Phase 1 shipped fused NKI primitives for DF-MP2 and the 4-index AO→MO transform — single-program kernels that outperform the equivalent multi-dispatch CUDA plan sequences in HBM traffic. That architectural argument held. What didn't hold was the assumption that per-contraction dispatch was an acceptable cost in a workload that runs 4,096 of them. Phase 2 through v0.7.0 fixed that, and the fix is the same idea one level up: the dispatch boundary should be at the loop, not the iteration.
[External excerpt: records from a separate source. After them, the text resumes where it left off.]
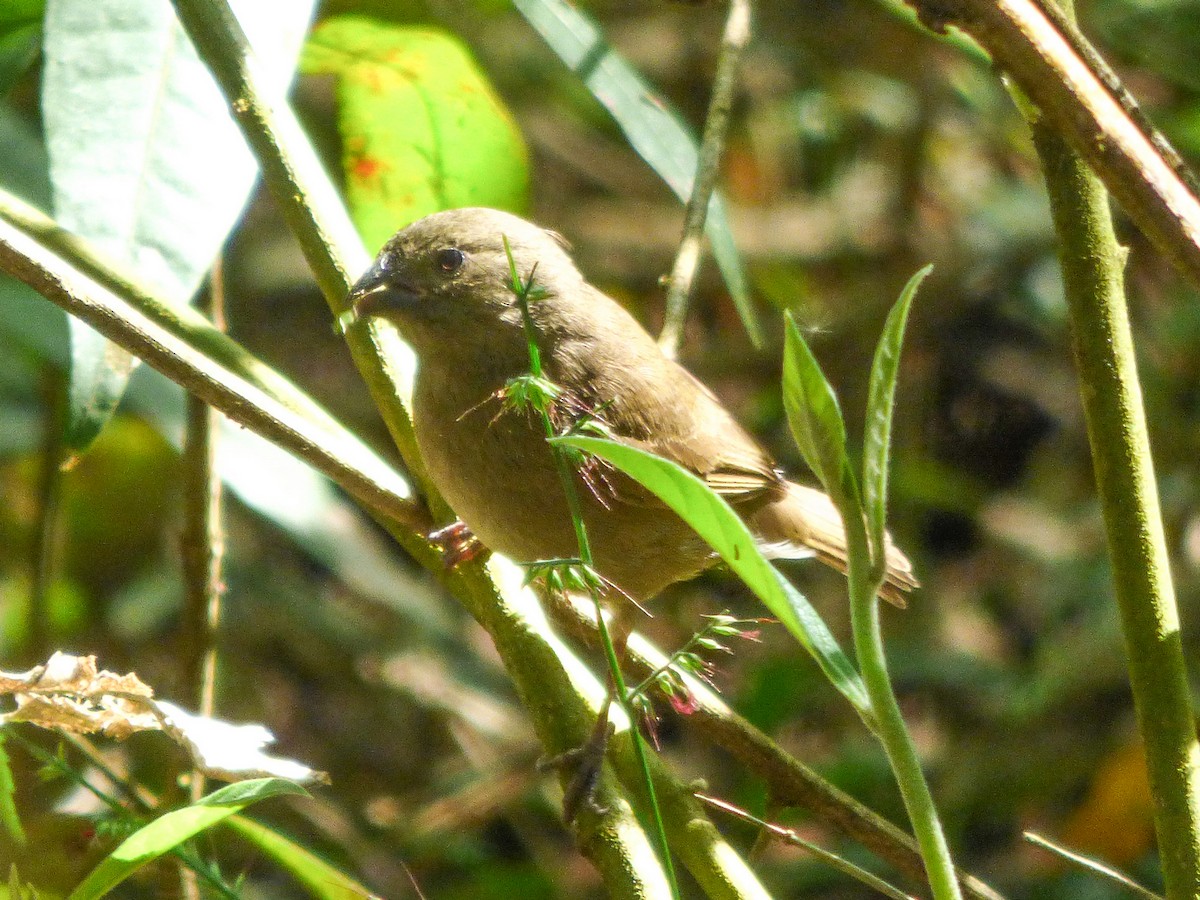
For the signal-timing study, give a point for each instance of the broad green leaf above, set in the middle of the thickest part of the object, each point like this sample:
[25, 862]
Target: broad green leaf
[9, 817]
[880, 403]
[652, 127]
[171, 829]
[814, 414]
[319, 877]
[725, 532]
[421, 127]
[144, 159]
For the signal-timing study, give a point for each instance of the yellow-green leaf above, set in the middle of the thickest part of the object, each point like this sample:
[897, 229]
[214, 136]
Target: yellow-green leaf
[421, 127]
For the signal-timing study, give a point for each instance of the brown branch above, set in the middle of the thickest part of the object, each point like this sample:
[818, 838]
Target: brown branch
[1078, 94]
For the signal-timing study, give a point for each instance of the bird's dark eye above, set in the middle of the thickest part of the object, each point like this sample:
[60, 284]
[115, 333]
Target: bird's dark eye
[449, 259]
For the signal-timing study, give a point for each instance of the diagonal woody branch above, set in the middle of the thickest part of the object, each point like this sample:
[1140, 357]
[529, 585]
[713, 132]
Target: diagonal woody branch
[1080, 99]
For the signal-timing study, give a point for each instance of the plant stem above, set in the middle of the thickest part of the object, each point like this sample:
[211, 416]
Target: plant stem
[581, 534]
[1092, 269]
[889, 725]
[1074, 88]
[708, 163]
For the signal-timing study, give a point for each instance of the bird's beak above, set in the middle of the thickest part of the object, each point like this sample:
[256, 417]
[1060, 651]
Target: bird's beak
[379, 292]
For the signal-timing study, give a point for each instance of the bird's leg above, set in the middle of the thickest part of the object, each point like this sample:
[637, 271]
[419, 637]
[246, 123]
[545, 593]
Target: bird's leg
[457, 544]
[586, 762]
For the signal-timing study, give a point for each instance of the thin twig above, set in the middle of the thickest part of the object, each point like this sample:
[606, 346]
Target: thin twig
[708, 163]
[1102, 340]
[49, 493]
[203, 539]
[790, 781]
[790, 837]
[1095, 865]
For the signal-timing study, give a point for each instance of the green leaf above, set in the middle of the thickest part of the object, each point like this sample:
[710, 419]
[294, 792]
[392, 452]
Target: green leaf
[814, 414]
[9, 817]
[653, 129]
[160, 179]
[725, 532]
[319, 877]
[880, 403]
[171, 829]
[21, 39]
[421, 127]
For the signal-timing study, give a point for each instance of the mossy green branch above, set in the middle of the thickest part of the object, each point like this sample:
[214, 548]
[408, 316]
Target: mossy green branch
[1092, 268]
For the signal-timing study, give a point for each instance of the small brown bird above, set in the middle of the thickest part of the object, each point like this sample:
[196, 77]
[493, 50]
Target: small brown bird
[445, 283]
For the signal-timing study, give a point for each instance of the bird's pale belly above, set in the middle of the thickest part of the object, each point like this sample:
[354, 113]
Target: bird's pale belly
[499, 477]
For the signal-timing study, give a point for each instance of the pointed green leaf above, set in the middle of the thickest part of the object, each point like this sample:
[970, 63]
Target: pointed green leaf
[423, 130]
[814, 414]
[653, 129]
[725, 532]
[171, 829]
[160, 178]
[880, 403]
[322, 880]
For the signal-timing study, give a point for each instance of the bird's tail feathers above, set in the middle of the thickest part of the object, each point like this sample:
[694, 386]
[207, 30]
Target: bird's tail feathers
[804, 522]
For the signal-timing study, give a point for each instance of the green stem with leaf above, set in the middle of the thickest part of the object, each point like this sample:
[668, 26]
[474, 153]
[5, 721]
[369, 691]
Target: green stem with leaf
[525, 291]
[1092, 270]
[820, 431]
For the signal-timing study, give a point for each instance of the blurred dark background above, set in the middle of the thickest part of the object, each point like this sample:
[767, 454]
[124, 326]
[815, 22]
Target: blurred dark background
[861, 149]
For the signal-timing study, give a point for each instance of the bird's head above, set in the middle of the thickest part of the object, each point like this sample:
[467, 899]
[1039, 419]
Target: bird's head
[448, 275]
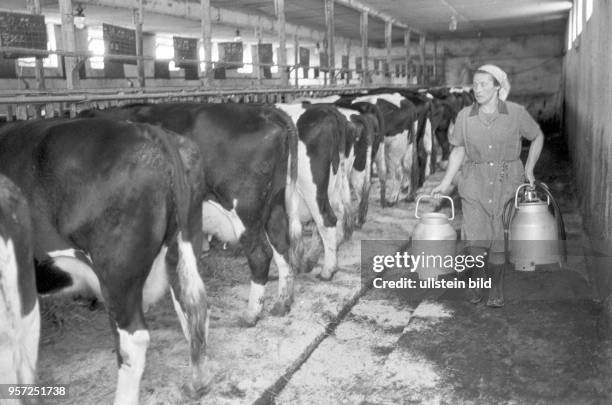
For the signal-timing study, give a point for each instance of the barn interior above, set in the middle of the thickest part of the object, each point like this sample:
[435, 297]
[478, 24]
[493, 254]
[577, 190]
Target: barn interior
[343, 343]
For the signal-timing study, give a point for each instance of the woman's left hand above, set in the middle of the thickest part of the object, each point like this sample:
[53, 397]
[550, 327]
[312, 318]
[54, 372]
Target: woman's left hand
[530, 177]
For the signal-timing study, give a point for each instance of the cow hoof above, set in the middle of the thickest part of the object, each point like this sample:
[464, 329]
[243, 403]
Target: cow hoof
[248, 321]
[281, 308]
[195, 393]
[326, 275]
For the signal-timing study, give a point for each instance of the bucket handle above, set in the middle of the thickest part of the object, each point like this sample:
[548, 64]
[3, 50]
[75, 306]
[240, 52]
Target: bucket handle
[416, 209]
[516, 195]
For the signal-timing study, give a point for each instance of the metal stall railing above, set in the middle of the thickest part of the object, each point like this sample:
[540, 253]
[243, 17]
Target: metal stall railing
[36, 104]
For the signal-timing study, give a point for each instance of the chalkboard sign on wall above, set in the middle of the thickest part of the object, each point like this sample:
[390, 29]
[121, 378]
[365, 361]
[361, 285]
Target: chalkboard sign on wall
[304, 60]
[345, 68]
[230, 53]
[358, 63]
[119, 41]
[187, 48]
[323, 62]
[266, 56]
[22, 31]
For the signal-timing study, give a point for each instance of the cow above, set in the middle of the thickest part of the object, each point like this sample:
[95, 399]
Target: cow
[370, 123]
[397, 153]
[249, 151]
[19, 311]
[110, 205]
[445, 107]
[326, 154]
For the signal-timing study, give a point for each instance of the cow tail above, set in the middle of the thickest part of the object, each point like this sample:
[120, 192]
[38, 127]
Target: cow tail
[296, 250]
[190, 291]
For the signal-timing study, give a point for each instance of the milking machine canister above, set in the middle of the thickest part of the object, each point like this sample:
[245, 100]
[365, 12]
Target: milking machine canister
[434, 236]
[533, 235]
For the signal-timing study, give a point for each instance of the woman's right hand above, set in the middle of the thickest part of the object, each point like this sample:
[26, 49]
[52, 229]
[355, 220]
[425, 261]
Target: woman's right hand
[442, 188]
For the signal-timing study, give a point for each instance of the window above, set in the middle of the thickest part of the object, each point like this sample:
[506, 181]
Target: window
[274, 69]
[570, 30]
[579, 9]
[95, 45]
[247, 58]
[589, 9]
[164, 49]
[51, 60]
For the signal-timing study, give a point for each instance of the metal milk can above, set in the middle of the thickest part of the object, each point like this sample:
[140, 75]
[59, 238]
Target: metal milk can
[435, 239]
[533, 237]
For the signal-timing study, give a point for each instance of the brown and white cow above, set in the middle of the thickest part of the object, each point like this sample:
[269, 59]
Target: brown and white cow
[109, 200]
[248, 152]
[326, 154]
[19, 311]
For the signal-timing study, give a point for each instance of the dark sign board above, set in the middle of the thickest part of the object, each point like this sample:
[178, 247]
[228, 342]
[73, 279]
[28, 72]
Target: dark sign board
[119, 41]
[22, 31]
[305, 60]
[304, 57]
[185, 49]
[323, 62]
[266, 56]
[345, 68]
[358, 63]
[230, 53]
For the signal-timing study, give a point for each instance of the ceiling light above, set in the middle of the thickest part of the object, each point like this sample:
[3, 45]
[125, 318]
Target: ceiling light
[452, 25]
[79, 17]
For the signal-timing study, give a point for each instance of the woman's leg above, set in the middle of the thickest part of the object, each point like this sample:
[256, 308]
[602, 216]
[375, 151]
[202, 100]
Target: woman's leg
[497, 267]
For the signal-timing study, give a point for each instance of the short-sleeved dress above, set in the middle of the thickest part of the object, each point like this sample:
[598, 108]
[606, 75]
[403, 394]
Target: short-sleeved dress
[492, 169]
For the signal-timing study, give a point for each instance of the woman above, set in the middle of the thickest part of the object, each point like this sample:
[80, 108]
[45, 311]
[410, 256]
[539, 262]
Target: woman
[487, 147]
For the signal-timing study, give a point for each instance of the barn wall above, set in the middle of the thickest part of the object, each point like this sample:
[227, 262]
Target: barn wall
[588, 126]
[533, 63]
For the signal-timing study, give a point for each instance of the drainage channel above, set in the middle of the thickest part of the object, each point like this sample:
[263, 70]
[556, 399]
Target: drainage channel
[269, 396]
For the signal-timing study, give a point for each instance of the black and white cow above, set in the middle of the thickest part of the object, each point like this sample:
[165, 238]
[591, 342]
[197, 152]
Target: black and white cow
[370, 124]
[445, 107]
[326, 154]
[19, 312]
[109, 200]
[246, 149]
[396, 156]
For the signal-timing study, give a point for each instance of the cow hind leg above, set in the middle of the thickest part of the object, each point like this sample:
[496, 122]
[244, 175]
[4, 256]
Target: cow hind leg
[277, 236]
[190, 303]
[131, 336]
[381, 168]
[259, 256]
[19, 332]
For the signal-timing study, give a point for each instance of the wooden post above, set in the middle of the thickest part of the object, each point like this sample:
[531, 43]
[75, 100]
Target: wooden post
[34, 8]
[206, 41]
[257, 58]
[69, 43]
[388, 44]
[408, 61]
[139, 52]
[365, 79]
[296, 59]
[348, 62]
[435, 61]
[331, 57]
[422, 56]
[282, 43]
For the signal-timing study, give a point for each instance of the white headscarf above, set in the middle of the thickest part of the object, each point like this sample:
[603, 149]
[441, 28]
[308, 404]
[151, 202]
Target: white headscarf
[501, 77]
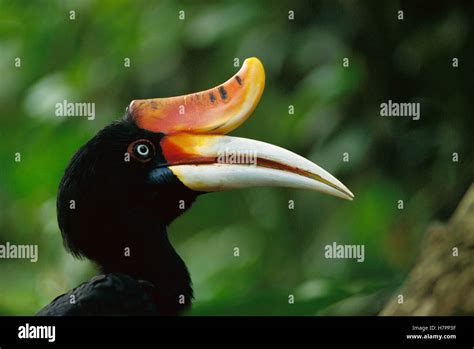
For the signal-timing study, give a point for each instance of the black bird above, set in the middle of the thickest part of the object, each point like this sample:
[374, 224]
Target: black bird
[128, 183]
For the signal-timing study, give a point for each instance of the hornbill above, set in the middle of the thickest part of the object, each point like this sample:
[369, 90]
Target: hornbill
[123, 188]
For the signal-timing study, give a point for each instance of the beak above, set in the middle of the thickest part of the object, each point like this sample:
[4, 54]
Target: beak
[204, 159]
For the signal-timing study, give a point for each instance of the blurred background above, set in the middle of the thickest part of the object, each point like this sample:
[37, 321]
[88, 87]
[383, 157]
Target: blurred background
[336, 111]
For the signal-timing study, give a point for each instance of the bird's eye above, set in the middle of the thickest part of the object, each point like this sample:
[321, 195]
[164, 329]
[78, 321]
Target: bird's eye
[142, 150]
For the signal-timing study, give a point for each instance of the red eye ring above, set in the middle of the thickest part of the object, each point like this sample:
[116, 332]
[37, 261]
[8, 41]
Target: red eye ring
[142, 150]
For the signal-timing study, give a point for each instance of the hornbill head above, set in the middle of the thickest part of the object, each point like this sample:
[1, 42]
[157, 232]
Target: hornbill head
[124, 186]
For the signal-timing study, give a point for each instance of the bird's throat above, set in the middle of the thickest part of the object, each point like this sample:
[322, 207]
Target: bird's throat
[150, 256]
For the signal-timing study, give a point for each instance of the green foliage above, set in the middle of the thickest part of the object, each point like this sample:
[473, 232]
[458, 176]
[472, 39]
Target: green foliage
[336, 111]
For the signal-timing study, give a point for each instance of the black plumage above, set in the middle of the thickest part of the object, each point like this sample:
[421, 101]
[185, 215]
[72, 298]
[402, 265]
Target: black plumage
[115, 213]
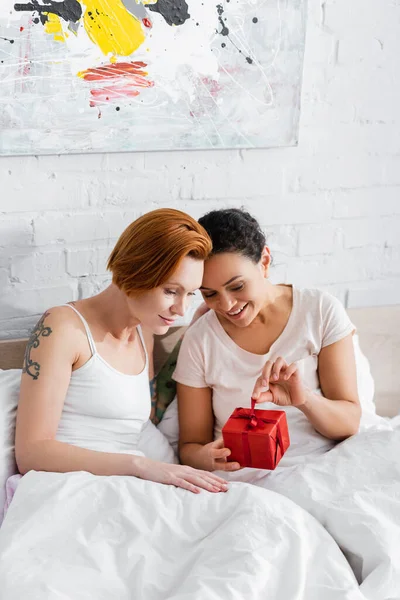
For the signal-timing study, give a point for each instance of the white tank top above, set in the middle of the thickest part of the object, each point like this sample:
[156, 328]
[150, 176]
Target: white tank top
[104, 409]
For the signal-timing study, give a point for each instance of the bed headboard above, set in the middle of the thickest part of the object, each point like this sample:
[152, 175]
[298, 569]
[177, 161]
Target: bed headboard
[378, 329]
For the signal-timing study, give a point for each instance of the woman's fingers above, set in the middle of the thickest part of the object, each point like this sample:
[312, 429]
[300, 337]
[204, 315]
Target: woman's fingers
[272, 371]
[193, 480]
[220, 453]
[290, 370]
[278, 366]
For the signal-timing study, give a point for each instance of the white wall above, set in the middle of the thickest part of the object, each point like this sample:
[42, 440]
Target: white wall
[331, 206]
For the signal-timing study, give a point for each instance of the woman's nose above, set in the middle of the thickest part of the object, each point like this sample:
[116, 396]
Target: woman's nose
[225, 303]
[180, 307]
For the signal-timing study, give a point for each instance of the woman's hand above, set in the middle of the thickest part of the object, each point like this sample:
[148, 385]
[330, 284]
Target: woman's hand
[215, 455]
[179, 475]
[281, 384]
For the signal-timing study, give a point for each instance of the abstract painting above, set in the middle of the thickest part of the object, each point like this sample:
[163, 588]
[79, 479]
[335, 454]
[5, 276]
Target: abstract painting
[137, 75]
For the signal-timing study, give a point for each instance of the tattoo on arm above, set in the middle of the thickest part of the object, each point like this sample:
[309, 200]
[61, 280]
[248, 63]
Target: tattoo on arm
[153, 394]
[30, 366]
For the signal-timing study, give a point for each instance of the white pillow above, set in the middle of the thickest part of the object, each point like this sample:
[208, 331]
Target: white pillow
[9, 393]
[365, 381]
[154, 444]
[169, 424]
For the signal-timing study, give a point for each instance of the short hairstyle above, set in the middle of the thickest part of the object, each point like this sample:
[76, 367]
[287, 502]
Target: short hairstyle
[234, 230]
[152, 247]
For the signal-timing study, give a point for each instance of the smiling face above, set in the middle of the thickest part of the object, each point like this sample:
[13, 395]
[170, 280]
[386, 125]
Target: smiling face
[234, 286]
[157, 309]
trntensor: when the kernel boundary is the API

trntensor Phase 1 landed. The 2-index and batched nc_matmul NKI kernels validate on trn1. ContractionPlan.backend now reports "nki" when shapes qualify, "pytorch" otherwise — plan-time transparency about where work will actually land. And two fused multi-step primitives — a DF-MP2 correlation-energy kernel and a 4-index AO→MO integral transform — run contract → elementwise → reduce and contract → SBUF-resident → contract as single NKI programs.

The architectural point isn't "einsum on Trainium." It's that the kernel boundary is the design surface: what cuTENSOR hides behind a Plan object, NKI asks you to lay out in source. More work, but also where a tensor library can become a cuTENSOR superset rather than a port.